Ms. Levick’s instincts won’t let her drop the case altogether, though: She suggests that Mr. Miller-Wilson consult with the Education Law Center, another legal advocacy group, located right down the hall, to see if there may be a way to file a complaint, perhaps with the state’s education department, sending a message that the school needs to monitor its disciplinary procedures more carefully.
Ms. Levick continues to brainstorm about legal tactics during her next meeting, with Jessica Feierman, another of the charity’s lawyers. Among the issues they discuss is a case in New Mexico where a judge has decided to try as an adult a 17-year-old who was involved in a gang-shooting incident. The case is likely to inform another matter pending in the state’s supreme court examining the latitude justices have in treating youths as juveniles or adults. And Ms. Levick is already sketching out how these kinds of issues may eventually help build a case for carving out an entirely new juvenile-jurisprudence system based on the Eighth Amendment of the U.S. Constitution, banning cruel and unusual punishment.
But Ms. Levick knows she is getting ahead of herself. Besides, it’s nearly 1:30 and lunch is calling.
Conference Calls
Dining is a perfunctory affair in a café in the office building’s lobby, and then it’s a race back upstairs to get to a conference call with the MacArthur foundation.

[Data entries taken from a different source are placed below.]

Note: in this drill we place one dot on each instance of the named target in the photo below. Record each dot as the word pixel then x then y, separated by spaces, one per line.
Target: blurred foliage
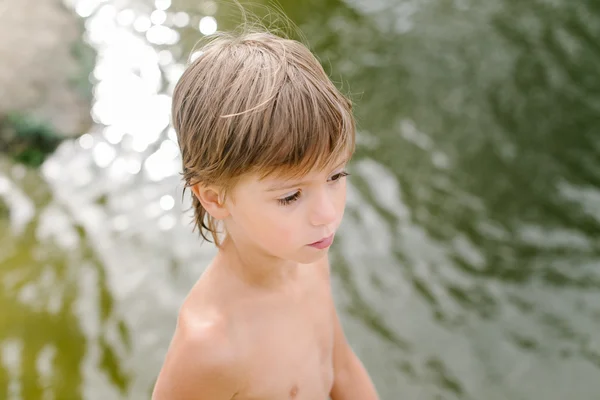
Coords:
pixel 26 139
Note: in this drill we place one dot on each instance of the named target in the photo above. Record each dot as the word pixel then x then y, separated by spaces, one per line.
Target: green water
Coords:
pixel 468 265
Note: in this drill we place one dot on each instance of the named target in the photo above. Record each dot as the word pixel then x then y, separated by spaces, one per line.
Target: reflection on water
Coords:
pixel 468 263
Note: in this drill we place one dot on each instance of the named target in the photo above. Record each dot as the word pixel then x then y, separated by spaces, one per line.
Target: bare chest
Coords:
pixel 291 351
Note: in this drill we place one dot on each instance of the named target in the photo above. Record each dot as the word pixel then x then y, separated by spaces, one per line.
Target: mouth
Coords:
pixel 323 243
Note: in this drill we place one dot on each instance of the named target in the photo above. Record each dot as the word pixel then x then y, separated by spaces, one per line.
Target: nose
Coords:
pixel 322 208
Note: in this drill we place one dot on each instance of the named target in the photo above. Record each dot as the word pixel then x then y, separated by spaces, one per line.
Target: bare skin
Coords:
pixel 263 325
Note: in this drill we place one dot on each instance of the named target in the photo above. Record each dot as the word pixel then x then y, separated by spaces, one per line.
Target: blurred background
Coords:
pixel 468 264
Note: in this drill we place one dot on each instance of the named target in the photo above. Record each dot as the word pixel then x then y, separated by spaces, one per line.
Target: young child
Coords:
pixel 265 137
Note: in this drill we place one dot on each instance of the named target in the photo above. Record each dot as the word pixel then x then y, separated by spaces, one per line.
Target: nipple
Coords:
pixel 294 392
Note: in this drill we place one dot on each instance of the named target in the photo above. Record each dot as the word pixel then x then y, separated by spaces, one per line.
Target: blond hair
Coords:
pixel 257 103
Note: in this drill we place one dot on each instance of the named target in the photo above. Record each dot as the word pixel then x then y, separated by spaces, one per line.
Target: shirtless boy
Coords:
pixel 265 137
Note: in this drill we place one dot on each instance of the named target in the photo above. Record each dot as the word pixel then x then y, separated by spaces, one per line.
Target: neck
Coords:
pixel 253 266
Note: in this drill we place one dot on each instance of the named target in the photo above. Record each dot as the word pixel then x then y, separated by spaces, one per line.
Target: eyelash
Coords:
pixel 292 198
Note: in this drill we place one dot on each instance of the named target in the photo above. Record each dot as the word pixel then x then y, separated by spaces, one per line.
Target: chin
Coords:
pixel 308 258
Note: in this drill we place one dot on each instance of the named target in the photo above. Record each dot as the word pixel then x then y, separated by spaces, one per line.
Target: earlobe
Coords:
pixel 211 201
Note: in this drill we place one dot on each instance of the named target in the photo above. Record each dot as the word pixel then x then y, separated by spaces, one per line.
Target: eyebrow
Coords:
pixel 289 185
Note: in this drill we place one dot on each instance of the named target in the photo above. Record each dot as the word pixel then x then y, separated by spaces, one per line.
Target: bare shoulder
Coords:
pixel 202 361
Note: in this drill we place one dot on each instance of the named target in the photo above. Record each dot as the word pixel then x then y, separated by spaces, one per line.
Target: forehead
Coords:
pixel 291 176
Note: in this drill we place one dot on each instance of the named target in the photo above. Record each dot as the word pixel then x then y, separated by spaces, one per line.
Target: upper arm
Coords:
pixel 200 364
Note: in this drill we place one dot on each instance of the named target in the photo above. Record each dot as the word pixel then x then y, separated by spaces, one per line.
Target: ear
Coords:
pixel 211 200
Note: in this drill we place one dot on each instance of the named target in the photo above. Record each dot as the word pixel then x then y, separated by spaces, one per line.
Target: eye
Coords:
pixel 338 176
pixel 289 199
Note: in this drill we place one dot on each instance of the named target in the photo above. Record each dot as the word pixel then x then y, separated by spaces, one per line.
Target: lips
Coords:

The call is a monthly meeting about progress on the law center’s three-year grant of more than $1-million to lead the foundation’s efforts to change the juvenile-justice system in Pennsylvania.
Robert Schwartz, the law center’s executive director and one of its co-founders, is already in his office chatting on the speaker phone with MacArthur officials about plans for a policy-briefing breakfast with state lawmakers.
Ms. Levick has to slip out of the call a bit early to get to another conference call with a group of public defenders in California who have sued the state, charging that California’s so-called three-strikes rule — which puts people with three felonies in prison for life — is unfair for juveniles because they do not have the same rights as adults to jury trials. They talk about the case and about the brief the Juvenile Law Center intends to file on behalf of the plaintiffs.
It’s clear the California lawyers are leaning on Ms. Levick’s expertise, though she appears embarrassed when at the end of the call the other lawyers offer thanks for her help.
She cut her teeth at the law center, but Ms. Levick says she gained valuable experience during her time away from it, too. She served as the center’s executive director from the start, then left in 1982 to go first to the NOW Legal Defense and Education Fund (now called Legal Momentum) and then into a private law practice that specialized in the securities industry. She returned to the law center in 1995 as its legal director, well trained, she says, to handle litigation and complex legal cases.
‘Great Honor’
At an end-of-the-day meeting with Mr. Schwartz, the two longtime friends catch each other up on law-center business — Ms. Levick running down key legal matters and Mr. Schwartz summarizing what’s happening on research and public-policy fronts.
It’s Friday afternoon and they still seem a bit giddy about yesterday’s events, though neither of them is exactly sure what to make of the MacArthur prize or how best to spend it.
“While it is a great honor, I have a feeling that mentioning it won’t play in oral arguments,” Mr. Schwartz jokes.
“Yes,” says Ms. Levick, turning more serious, “we need to make it translate into ways to help us all do our jobs better, more effectively, so we can get the kinds of wins we need to make a difference.”